2D-3D hybrid mapping for path planning in autonomous robots

Computational complexity is one of the critical attributes of robot design. Mapping, a vitally important feature of auto-navigation of robots is one such area where computational complexity is of concern. An appropriate spatial representation of the surroundings is required for efficient path planning. Creation of a 2D map alone for a given environment is not sufficient even though it has the least computational complexity. 3D occupancy grid maps and 3D normal distribution maps need larger space and time. This research proposes an efficient hybrid mapping technique (2D-3Dh) which uses both 2D and 3D sensor data mapping to represent an efficient and compact representation of the environments aiming at reducing the computational complexity. The 2D maps are built from the laser data obtained from the Light Detection and Ranging (LiDAR) sensor and 3D maps are built from the data obtained from the Kinect sensor.
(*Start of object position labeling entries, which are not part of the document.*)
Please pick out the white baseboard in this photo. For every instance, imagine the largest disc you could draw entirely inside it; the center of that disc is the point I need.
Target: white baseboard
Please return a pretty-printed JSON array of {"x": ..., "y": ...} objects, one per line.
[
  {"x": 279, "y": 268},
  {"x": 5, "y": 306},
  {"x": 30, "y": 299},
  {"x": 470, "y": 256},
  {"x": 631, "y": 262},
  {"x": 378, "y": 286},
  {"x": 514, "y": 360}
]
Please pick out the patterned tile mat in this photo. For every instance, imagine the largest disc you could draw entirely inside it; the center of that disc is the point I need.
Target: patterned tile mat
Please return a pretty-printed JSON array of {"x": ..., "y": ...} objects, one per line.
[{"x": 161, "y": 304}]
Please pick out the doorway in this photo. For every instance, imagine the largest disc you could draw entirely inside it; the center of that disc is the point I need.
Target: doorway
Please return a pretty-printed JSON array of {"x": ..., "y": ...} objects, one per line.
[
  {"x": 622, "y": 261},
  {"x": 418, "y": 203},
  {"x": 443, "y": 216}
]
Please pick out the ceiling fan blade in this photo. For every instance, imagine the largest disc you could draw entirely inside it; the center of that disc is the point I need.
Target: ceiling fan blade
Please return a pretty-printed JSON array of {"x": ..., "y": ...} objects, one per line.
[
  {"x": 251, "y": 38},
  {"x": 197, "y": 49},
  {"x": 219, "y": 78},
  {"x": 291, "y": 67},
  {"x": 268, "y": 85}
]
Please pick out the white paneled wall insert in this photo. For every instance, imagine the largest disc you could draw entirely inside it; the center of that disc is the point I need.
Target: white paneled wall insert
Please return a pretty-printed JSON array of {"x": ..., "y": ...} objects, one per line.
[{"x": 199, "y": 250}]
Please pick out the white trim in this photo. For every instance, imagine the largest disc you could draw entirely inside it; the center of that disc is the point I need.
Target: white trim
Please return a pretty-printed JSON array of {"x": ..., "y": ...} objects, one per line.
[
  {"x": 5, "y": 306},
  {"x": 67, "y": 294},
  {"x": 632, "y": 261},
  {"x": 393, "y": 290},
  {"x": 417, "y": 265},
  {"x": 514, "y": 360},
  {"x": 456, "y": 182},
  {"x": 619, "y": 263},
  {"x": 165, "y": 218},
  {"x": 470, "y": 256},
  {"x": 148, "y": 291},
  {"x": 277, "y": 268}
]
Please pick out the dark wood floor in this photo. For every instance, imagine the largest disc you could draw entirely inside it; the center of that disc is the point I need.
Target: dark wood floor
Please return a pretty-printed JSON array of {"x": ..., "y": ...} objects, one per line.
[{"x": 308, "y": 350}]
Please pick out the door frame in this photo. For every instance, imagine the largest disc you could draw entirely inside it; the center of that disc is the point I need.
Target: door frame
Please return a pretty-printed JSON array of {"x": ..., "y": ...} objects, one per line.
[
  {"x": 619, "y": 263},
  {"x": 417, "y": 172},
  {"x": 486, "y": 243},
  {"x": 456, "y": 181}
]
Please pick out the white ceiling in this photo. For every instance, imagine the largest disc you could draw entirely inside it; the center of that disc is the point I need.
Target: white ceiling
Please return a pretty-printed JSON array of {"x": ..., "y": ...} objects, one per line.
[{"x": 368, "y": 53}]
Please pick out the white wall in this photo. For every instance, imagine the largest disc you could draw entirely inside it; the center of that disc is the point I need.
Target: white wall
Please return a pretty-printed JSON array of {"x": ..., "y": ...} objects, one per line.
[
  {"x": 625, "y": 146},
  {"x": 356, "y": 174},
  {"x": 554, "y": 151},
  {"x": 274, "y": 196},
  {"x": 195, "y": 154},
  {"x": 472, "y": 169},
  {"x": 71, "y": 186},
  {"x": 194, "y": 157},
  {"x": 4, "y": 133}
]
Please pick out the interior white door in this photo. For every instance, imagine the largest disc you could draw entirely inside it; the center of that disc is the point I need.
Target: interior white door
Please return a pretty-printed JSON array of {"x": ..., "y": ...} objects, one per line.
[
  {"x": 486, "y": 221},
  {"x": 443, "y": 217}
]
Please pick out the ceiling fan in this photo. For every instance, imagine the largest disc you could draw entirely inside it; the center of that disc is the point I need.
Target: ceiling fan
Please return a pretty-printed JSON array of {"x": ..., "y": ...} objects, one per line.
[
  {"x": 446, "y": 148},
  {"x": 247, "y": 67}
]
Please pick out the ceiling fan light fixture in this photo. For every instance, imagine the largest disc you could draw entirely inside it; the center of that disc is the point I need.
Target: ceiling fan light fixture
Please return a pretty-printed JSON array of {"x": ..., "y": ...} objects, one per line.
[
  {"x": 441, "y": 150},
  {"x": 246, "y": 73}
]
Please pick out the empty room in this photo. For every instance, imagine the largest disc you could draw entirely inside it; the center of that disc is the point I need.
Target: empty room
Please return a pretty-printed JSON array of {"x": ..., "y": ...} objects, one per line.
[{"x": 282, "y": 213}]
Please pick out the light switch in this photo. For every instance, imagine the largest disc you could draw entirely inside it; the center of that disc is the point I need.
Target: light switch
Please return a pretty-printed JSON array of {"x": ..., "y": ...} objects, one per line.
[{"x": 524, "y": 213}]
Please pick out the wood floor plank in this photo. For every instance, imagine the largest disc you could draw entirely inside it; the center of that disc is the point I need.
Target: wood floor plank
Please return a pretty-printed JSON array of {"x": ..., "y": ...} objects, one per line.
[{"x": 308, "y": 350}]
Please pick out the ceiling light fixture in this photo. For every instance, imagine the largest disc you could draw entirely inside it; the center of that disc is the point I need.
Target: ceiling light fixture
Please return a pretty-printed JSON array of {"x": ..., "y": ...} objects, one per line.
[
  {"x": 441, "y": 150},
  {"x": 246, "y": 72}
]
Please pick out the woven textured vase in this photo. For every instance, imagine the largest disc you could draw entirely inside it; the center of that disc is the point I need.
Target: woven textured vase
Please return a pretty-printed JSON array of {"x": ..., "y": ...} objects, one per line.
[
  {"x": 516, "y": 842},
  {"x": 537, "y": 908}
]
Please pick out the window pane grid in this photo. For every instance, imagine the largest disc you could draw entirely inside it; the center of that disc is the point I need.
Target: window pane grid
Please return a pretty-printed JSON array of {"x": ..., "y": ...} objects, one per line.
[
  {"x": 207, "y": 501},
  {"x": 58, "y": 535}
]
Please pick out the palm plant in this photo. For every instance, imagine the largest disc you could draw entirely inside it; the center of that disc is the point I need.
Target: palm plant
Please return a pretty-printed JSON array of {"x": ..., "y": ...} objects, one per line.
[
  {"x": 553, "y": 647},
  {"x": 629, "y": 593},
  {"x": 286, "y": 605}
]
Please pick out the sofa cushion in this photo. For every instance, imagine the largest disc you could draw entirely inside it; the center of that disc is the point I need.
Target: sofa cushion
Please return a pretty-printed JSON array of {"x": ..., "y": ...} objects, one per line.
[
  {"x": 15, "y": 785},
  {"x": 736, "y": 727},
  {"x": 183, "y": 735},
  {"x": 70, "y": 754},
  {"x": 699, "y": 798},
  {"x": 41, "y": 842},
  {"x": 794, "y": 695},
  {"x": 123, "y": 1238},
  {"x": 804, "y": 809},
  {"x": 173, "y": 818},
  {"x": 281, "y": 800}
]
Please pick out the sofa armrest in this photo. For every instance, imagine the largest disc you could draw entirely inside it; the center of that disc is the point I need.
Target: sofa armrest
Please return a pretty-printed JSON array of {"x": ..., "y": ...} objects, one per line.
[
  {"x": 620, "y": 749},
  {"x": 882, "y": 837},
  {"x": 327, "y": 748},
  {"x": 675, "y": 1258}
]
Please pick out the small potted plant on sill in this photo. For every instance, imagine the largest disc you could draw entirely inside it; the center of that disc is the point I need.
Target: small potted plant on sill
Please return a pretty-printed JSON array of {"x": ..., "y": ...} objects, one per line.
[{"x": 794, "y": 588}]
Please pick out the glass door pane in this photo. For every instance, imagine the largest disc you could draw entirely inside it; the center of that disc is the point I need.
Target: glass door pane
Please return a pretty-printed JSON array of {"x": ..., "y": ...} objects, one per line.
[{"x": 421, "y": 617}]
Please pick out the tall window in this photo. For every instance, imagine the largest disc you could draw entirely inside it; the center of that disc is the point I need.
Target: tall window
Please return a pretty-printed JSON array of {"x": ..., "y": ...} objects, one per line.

The proposed algorithm efficiently organizes the 2D-3Dh map in such a way that the mapping switches from 2 to 3D only when an elevation region is detected in the environment. The newly generated map consists of both 2D and 3D data, with optimized mapping time and storage capacity requirements. Simulation results indicate that the proposed hybrid mapping can save mapping time up to 46.7% and storage space up to 98.5%. Real time experiments show that 2D-3Dh mapping can save more than 33% of memory space and requires less than half the time compared to that of full 3D mapping.